Right now I'm applying to university, do I have to be majoring on music in order to take that class? I'm an architecture student, but I've been thinking on taking music composition class.


----------



## dmg (Sep 13, 2009)

The only pre-requisite for Music Composition is that you know how to read music. You'd be surprised how many students in my composition class got up and left because they only knew how to read guitar tabs or whatnot.

This literally happened in Comp I: "You mean I have to be able to read music?" *gets up and leaves*

There was also a woman who was being stubborn and tried to get the professor to explain every basic facet of music theory.
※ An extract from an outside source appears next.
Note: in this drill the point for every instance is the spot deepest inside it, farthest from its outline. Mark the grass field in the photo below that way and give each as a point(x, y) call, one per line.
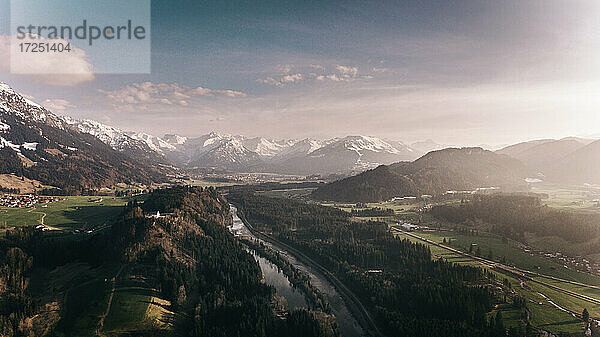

She finally dropped after about two weeks.

If you aren't adept at reading music, I recommend taking Music Reading beforehand - even if you have some history in music (such as band or chorus).


----------



## emiellucifuge (May 26, 2009)

Im not sure about the US but here in europe there are quite a few more prerequsites including the submission of a portfolio, listening tests, solfege and perhaps a written examination.


----------



## Guest (Jan 1, 2011)

At my university, you have to have passed theory I-IV with good grades in order to get into comp lessons. I'll be taking theory IV next semester and hopefully I can get into comp lessons.


----------



## dmg (Sep 13, 2009)

I guess it depends on the college / university - my school had no official curriculum pre-requisite requirements for registration.


----------



## Nix (Feb 20, 2010)

emiellucifuge said:


> Im not sure about the US but here in europe there are quite a few more prerequsites including the submission of a portfolio, listening tests, solfege and perhaps a written examination.


That's the same as in the US- if you're applying as a composition major. Taking composition classes are different, especially at a large university. I'd say the same as others, know how to read music and have a general background in music theory.


----------